La floraison des petites revues d’avant-garde

Les années 1880 et 1890, âge d’or de la presse en France, voient l’éclosion d’une multiplicité de revues littéraires et artistiques. Ces publications bénéficient de la récente loi du 29 juillet 1881 sur la liberté de la presse, mais aussi des progrès techniques relatifs à l’insertion et à la reproduction des images. Malgré leur tirage restreint et leur diffusion souvent limitée à un cercle d’initiés, elles se présentent comme une voie d’expression privilégiée pour les nouvelles tendances littéraires et picturales. Ces petites revues permettent à leurs collaborateurs d’échapper à un secteur éditorial en cours d’industrialisation et à un contexte artistique officiel relativement peu ouvert aux innovations. Elles favorisent en outre la communication entre tous les secteurs de la création : poésie, théâtre, musique, peinture, estampe…

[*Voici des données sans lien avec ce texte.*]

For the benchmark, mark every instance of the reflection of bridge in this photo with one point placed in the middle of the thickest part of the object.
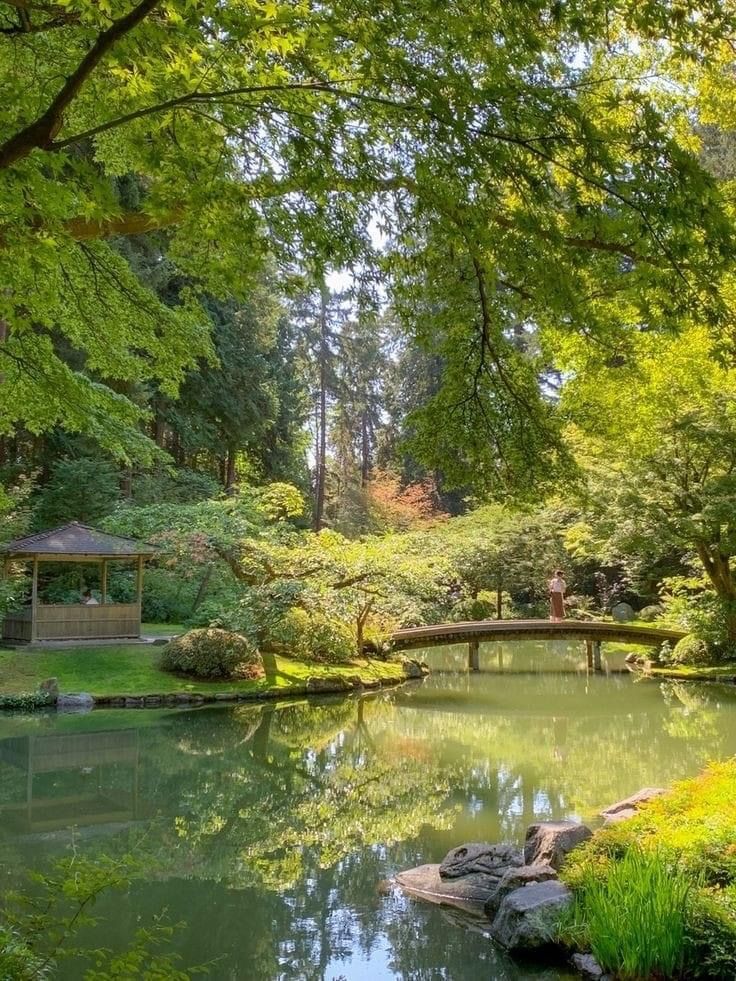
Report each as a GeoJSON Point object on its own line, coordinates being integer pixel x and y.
{"type": "Point", "coordinates": [593, 632]}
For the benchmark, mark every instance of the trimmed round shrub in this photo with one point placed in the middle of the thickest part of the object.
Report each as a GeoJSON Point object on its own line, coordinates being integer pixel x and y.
{"type": "Point", "coordinates": [311, 635]}
{"type": "Point", "coordinates": [650, 613]}
{"type": "Point", "coordinates": [691, 650]}
{"type": "Point", "coordinates": [212, 653]}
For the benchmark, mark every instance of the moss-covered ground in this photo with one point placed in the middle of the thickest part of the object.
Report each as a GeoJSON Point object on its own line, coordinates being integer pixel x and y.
{"type": "Point", "coordinates": [129, 669]}
{"type": "Point", "coordinates": [673, 863]}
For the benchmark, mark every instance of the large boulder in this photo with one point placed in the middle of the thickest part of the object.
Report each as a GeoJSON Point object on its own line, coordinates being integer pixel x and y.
{"type": "Point", "coordinates": [622, 613]}
{"type": "Point", "coordinates": [469, 874]}
{"type": "Point", "coordinates": [75, 702]}
{"type": "Point", "coordinates": [516, 878]}
{"type": "Point", "coordinates": [414, 668]}
{"type": "Point", "coordinates": [628, 807]}
{"type": "Point", "coordinates": [588, 968]}
{"type": "Point", "coordinates": [549, 842]}
{"type": "Point", "coordinates": [527, 917]}
{"type": "Point", "coordinates": [480, 857]}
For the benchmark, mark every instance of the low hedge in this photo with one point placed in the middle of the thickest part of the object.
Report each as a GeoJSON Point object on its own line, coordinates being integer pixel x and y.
{"type": "Point", "coordinates": [212, 653]}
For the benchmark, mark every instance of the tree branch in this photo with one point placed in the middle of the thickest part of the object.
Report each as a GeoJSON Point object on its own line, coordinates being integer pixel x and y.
{"type": "Point", "coordinates": [40, 133]}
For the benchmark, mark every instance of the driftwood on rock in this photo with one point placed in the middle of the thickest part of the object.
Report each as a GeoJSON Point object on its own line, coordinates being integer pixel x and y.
{"type": "Point", "coordinates": [426, 882]}
{"type": "Point", "coordinates": [479, 857]}
{"type": "Point", "coordinates": [627, 808]}
{"type": "Point", "coordinates": [549, 842]}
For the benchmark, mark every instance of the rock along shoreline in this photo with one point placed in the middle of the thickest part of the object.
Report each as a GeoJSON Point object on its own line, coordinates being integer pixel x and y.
{"type": "Point", "coordinates": [517, 890]}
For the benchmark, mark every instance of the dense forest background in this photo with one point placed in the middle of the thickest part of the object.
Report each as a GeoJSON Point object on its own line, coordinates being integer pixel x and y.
{"type": "Point", "coordinates": [358, 347]}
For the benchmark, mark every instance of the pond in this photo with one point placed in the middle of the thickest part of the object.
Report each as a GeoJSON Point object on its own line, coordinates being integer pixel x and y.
{"type": "Point", "coordinates": [269, 829]}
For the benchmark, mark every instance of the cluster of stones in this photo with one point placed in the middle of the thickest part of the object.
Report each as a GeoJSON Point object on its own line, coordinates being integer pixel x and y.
{"type": "Point", "coordinates": [519, 889]}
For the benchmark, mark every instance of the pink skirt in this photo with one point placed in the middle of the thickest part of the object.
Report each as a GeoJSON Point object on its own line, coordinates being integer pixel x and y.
{"type": "Point", "coordinates": [556, 606]}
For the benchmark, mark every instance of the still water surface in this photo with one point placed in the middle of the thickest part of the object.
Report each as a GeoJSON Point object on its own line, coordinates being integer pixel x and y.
{"type": "Point", "coordinates": [269, 829]}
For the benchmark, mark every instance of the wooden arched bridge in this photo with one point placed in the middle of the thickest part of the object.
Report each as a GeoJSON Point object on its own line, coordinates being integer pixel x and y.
{"type": "Point", "coordinates": [592, 632]}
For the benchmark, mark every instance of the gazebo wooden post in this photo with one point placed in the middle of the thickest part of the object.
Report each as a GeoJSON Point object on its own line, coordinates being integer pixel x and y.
{"type": "Point", "coordinates": [34, 602]}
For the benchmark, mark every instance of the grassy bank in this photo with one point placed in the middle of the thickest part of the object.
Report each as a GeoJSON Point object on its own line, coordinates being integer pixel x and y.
{"type": "Point", "coordinates": [126, 669]}
{"type": "Point", "coordinates": [655, 896]}
{"type": "Point", "coordinates": [687, 672]}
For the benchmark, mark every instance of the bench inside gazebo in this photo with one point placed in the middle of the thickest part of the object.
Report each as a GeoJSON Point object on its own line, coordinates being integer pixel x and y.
{"type": "Point", "coordinates": [75, 542]}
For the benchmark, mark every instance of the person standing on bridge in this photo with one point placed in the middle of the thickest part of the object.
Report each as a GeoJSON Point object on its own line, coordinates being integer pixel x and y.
{"type": "Point", "coordinates": [557, 590]}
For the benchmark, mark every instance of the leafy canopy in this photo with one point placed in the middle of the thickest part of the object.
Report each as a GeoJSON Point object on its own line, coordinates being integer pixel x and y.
{"type": "Point", "coordinates": [520, 171]}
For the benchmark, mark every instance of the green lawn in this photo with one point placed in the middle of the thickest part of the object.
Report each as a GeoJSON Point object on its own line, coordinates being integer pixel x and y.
{"type": "Point", "coordinates": [133, 670]}
{"type": "Point", "coordinates": [161, 629]}
{"type": "Point", "coordinates": [716, 672]}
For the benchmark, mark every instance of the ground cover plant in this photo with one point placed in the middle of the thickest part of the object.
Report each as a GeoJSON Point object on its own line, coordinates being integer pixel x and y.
{"type": "Point", "coordinates": [655, 895]}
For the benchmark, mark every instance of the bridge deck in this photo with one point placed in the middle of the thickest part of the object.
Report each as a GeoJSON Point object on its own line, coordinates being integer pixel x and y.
{"type": "Point", "coordinates": [477, 630]}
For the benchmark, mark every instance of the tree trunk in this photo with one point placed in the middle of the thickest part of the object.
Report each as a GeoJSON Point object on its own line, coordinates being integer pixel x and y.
{"type": "Point", "coordinates": [204, 583]}
{"type": "Point", "coordinates": [365, 450]}
{"type": "Point", "coordinates": [230, 475]}
{"type": "Point", "coordinates": [321, 475]}
{"type": "Point", "coordinates": [718, 570]}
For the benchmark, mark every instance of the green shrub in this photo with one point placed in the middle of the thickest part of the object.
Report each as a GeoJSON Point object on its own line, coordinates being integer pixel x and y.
{"type": "Point", "coordinates": [691, 650]}
{"type": "Point", "coordinates": [312, 635]}
{"type": "Point", "coordinates": [212, 653]}
{"type": "Point", "coordinates": [481, 607]}
{"type": "Point", "coordinates": [26, 701]}
{"type": "Point", "coordinates": [711, 935]}
{"type": "Point", "coordinates": [633, 915]}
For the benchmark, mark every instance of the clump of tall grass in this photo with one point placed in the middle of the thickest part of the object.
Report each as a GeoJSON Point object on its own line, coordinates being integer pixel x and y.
{"type": "Point", "coordinates": [633, 914]}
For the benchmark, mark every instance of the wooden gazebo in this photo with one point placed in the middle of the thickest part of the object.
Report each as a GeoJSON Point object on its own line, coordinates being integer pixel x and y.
{"type": "Point", "coordinates": [75, 542]}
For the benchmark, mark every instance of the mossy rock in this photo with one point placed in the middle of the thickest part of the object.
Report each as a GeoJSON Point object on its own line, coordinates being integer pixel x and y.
{"type": "Point", "coordinates": [650, 613]}
{"type": "Point", "coordinates": [691, 650]}
{"type": "Point", "coordinates": [213, 653]}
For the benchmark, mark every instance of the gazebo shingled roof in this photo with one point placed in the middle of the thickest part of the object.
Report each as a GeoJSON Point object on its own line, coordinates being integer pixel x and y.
{"type": "Point", "coordinates": [87, 620]}
{"type": "Point", "coordinates": [76, 539]}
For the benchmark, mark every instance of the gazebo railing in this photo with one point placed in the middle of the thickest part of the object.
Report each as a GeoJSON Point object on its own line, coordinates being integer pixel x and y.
{"type": "Point", "coordinates": [75, 621]}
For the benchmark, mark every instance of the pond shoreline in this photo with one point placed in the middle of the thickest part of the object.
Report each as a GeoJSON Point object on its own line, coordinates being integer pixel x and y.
{"type": "Point", "coordinates": [340, 680]}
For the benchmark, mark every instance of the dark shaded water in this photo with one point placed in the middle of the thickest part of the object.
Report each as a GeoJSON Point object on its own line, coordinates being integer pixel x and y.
{"type": "Point", "coordinates": [269, 828]}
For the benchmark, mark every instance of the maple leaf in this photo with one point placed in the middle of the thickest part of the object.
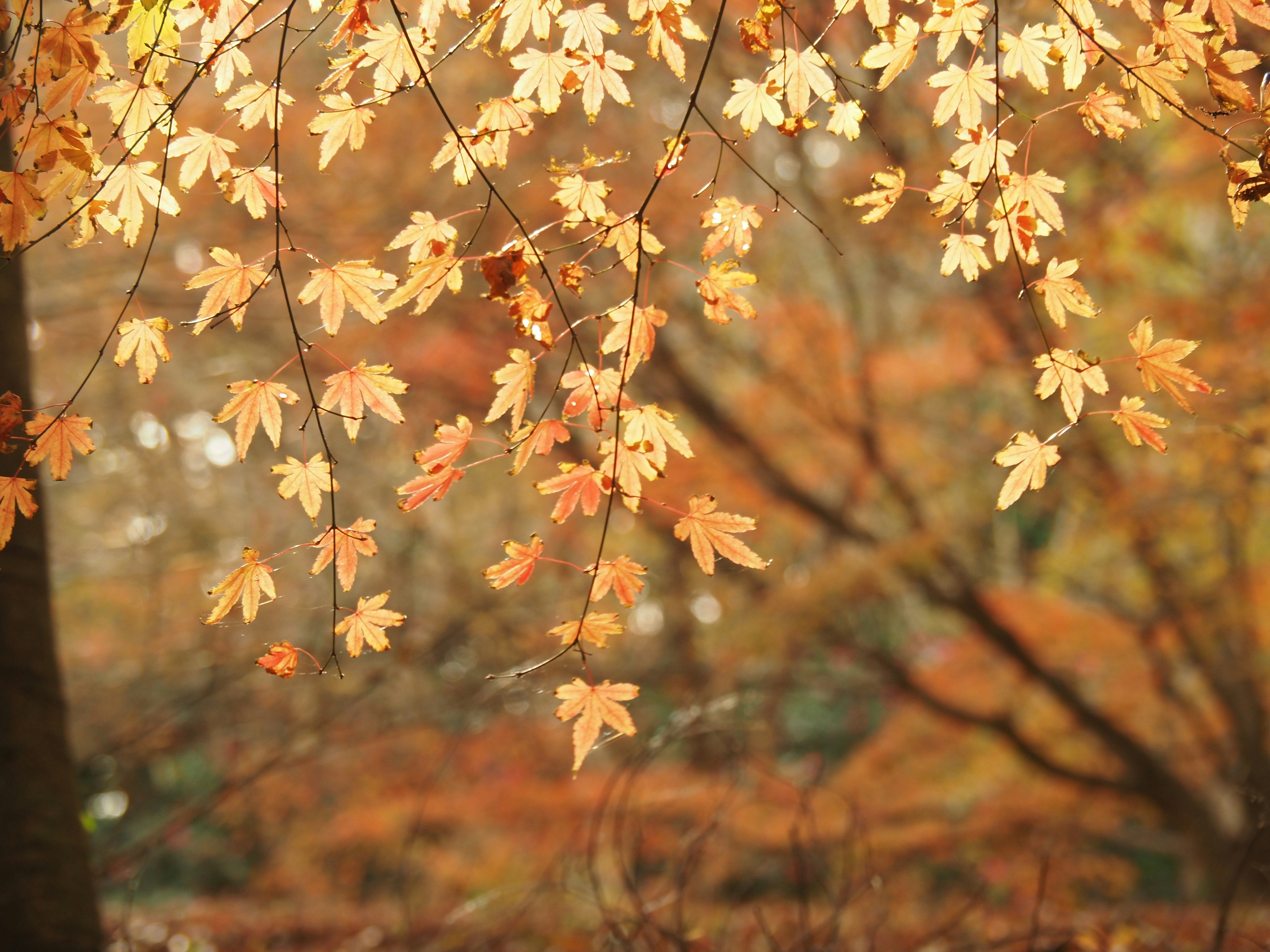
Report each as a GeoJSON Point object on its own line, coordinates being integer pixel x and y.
{"type": "Point", "coordinates": [257, 188]}
{"type": "Point", "coordinates": [653, 429]}
{"type": "Point", "coordinates": [634, 332]}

La plus célèbre d’entre elles, avec La Plume de Léon Deschamps, est sans doute La Revue blanche. Née en Belgique en 1889, elle prend véritablement son essor avec son transfert à Paris en octobre 1891, où elle paraîtra jusqu’en 1903. Elle doit son existence à la volonté et à la collaboration des trois frères Natanson, issus d’une famille juive d’origine polonaise : Alexandre (1867-1936), le généreux aîné qui assume les responsabilités administratives et financières, Thadée (1868-1951), directeur éditorial et critique d’art, et Alfred (1873-1932), qui assure la chronique théâtrale.

Analyse des images

La famille Natanson et son réseau

Ces trois portraits de Félix Vallotton livrent de nombreuses informations sur la famille Natanson, indissociables de l’esprit de La Revue blanche.
Alexandre Natanson est représenté de manière frontale et classique sur un balcon à la rambarde rehaussée de dorures. Sa pose est très droite, presque rigide, à peine détendue par sa jambe droite croisée. Un nœud papillon à rayures violettes vient légèrement égayer sa veste de couleur beige, introduisant une petite touche de fantaisie. Subtilement, le portrait procure une impression de gravité et de tristesse. Victime d’une dépression, Alexandre décidera de mettre fin à l’aventure du titre en avril 1903.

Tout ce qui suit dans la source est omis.